Every time German cars are mentioned, an image of luxury and quality brands is most often conjured up. It’s something to do with a culture based on quality engineering established long ago in the country.
While every German model has some spicy backstory, Audi tops it all. For example, did you know the automaker was named by a child? No?
Well, here’s how the story goes.
August Horch Banned from Using his Own Name
In 1904, August Horch, the founder of Audi, created Horch & Cie. Motorwagen Werke AG, but it didn’t last long as Horch was driven out of his own company by the board.
This was after troubles between Horch and the chief financial officer started.
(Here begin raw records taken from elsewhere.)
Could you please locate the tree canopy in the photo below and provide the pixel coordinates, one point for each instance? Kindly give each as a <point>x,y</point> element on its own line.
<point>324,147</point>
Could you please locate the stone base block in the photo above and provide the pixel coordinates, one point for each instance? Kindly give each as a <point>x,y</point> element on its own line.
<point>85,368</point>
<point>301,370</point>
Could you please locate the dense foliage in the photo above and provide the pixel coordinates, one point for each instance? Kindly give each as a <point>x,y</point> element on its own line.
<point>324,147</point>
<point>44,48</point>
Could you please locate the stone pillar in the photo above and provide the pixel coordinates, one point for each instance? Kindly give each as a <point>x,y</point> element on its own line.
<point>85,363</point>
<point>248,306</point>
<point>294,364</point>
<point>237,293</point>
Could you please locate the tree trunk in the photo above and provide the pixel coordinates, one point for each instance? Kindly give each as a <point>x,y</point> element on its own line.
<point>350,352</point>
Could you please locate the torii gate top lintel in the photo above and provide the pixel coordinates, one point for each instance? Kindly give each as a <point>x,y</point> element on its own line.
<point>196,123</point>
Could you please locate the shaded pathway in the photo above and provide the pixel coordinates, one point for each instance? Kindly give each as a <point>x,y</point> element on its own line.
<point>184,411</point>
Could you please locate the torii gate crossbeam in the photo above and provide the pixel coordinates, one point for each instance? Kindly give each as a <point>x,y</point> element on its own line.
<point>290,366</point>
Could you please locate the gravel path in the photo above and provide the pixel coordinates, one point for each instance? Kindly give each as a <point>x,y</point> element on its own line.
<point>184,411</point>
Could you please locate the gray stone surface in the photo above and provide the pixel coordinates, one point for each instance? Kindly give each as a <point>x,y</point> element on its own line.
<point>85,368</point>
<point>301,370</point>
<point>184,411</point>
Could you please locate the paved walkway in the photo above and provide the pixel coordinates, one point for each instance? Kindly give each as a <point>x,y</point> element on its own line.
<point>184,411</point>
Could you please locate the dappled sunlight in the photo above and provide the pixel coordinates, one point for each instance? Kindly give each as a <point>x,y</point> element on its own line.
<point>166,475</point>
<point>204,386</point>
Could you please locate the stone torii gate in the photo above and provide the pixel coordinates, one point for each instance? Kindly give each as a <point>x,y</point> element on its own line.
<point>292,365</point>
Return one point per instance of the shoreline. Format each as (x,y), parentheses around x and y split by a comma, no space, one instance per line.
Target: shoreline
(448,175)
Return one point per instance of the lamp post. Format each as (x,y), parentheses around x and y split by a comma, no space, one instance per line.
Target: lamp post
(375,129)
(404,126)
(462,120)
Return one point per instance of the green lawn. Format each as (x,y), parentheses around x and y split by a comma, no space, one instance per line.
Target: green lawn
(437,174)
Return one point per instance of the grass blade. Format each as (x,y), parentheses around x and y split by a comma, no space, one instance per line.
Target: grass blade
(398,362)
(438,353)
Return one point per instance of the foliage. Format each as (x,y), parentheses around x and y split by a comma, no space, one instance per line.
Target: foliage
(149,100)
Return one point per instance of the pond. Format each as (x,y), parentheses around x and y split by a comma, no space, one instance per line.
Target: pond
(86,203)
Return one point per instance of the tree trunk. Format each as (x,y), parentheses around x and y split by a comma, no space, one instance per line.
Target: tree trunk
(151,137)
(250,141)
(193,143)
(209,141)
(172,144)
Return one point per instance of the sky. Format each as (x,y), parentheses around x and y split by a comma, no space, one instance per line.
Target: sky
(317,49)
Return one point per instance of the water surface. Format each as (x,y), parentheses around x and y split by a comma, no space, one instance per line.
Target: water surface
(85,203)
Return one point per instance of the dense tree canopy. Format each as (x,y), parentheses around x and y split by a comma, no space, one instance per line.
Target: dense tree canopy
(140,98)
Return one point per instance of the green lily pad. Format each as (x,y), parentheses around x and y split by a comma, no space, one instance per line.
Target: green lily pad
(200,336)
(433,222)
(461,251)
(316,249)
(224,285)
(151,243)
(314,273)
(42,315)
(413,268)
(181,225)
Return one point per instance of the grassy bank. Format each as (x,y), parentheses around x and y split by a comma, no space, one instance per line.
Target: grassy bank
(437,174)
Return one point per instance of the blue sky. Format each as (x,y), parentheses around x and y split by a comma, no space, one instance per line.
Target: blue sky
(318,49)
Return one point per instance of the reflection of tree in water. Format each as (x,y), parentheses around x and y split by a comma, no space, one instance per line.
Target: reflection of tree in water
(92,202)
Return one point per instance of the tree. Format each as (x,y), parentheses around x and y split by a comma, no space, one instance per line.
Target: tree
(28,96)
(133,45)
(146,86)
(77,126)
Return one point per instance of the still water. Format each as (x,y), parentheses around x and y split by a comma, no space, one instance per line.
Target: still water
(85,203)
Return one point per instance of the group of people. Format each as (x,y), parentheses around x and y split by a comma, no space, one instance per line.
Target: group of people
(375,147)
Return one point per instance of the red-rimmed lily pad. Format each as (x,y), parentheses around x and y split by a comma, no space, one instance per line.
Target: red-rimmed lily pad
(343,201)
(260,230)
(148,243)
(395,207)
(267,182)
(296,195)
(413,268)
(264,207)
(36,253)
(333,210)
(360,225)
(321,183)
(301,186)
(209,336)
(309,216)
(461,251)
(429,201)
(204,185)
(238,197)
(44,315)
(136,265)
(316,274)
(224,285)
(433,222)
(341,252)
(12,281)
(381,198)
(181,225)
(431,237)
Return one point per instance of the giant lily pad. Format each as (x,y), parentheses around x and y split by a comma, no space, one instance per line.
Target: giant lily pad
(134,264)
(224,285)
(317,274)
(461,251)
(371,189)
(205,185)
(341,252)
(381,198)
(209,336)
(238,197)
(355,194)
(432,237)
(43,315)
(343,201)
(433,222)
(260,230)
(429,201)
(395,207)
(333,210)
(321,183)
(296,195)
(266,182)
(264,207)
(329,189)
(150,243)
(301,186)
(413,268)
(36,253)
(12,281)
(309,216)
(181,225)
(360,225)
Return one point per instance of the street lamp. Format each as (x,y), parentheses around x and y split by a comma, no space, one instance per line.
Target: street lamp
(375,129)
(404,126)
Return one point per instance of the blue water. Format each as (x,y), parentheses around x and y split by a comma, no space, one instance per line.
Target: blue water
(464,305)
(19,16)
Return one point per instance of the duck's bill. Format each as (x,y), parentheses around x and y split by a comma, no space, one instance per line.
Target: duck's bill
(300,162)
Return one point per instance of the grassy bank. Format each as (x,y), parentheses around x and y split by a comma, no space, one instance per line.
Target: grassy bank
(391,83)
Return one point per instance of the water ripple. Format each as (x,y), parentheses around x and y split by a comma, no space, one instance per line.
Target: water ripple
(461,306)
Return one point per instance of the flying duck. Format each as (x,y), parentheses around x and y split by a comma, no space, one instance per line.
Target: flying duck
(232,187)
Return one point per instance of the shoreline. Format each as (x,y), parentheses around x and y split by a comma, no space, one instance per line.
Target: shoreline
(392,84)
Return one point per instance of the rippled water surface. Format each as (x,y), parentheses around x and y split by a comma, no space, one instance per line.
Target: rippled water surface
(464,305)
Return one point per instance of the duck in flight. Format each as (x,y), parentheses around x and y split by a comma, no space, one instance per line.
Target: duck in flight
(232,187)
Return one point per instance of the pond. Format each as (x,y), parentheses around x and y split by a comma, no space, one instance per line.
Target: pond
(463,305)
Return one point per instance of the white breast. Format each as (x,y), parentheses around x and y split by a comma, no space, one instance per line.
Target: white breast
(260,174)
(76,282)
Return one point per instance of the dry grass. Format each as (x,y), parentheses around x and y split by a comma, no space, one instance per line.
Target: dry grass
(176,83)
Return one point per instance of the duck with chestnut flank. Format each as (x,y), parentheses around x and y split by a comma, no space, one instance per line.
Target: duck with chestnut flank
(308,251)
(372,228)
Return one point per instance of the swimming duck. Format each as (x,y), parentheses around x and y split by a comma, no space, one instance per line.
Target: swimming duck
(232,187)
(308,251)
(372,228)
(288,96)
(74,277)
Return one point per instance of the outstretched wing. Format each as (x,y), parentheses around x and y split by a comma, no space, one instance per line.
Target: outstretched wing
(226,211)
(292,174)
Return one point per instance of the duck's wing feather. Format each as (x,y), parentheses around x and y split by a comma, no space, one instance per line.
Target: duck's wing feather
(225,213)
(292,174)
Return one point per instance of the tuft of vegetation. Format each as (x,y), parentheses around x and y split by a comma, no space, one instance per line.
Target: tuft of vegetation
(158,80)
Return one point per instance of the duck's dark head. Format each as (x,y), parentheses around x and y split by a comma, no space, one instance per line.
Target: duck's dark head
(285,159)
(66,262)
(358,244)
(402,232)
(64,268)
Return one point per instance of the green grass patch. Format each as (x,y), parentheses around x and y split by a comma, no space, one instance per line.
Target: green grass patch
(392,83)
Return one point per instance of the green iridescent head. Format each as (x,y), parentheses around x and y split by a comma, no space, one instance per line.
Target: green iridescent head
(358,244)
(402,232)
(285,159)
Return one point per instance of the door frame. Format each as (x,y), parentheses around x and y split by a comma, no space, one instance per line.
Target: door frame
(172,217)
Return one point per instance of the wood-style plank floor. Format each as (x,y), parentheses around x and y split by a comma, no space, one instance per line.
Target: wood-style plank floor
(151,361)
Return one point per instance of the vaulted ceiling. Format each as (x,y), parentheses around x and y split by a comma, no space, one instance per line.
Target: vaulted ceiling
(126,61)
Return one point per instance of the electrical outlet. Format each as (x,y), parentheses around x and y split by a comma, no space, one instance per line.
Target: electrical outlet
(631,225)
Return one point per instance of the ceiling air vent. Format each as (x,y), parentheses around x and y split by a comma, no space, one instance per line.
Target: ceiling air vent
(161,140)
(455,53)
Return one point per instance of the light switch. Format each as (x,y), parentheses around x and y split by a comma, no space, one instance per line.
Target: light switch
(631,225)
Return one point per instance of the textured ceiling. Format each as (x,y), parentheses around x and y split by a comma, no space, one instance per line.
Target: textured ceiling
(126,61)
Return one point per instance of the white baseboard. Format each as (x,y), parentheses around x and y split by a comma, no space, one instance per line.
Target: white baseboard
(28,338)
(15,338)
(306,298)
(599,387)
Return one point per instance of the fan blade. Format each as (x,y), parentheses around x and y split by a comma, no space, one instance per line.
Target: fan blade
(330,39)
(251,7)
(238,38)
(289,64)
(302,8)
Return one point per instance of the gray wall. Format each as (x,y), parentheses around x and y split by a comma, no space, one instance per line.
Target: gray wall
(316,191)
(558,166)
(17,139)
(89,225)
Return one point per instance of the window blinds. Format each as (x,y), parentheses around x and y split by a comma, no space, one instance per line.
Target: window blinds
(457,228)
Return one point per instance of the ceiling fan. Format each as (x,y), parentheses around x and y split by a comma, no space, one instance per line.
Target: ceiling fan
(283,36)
But Horch was unfazed. He created August Horch Automobilwerke GmbH, which you’ll notice has almost a similar name to the first company.
Horch & Cie. Motowagenwerke AG sued for trademark infringement, and they won, which forced Horch to go back to the drawing board and come up with a unique name.
Horch and Audi merged with Zschopauer Motorenwerke in 1932.
A Child Comes Up with the Name Audi
August Horch was having a hard time coming up with a unique name for his new auto company. Remember that he couldn’t use his name as a trading name as he was barred from doing so.
So while Horch and his good friends Paul and Franz Fikentscher were discussing possible names, Franz’s son happened to overhear and wanted to offer a suggestion. He couldn’t do so because he was shy.
Later, the boy would confide in his father that Audi was a great name. He argued that it meant ‘hear’ in Italian, similar to what the name Horch means in German. It was ingenious. Horch could finally use his name without going against the ban, and the name Audi stuck. The name is now an icon in the automotive industry.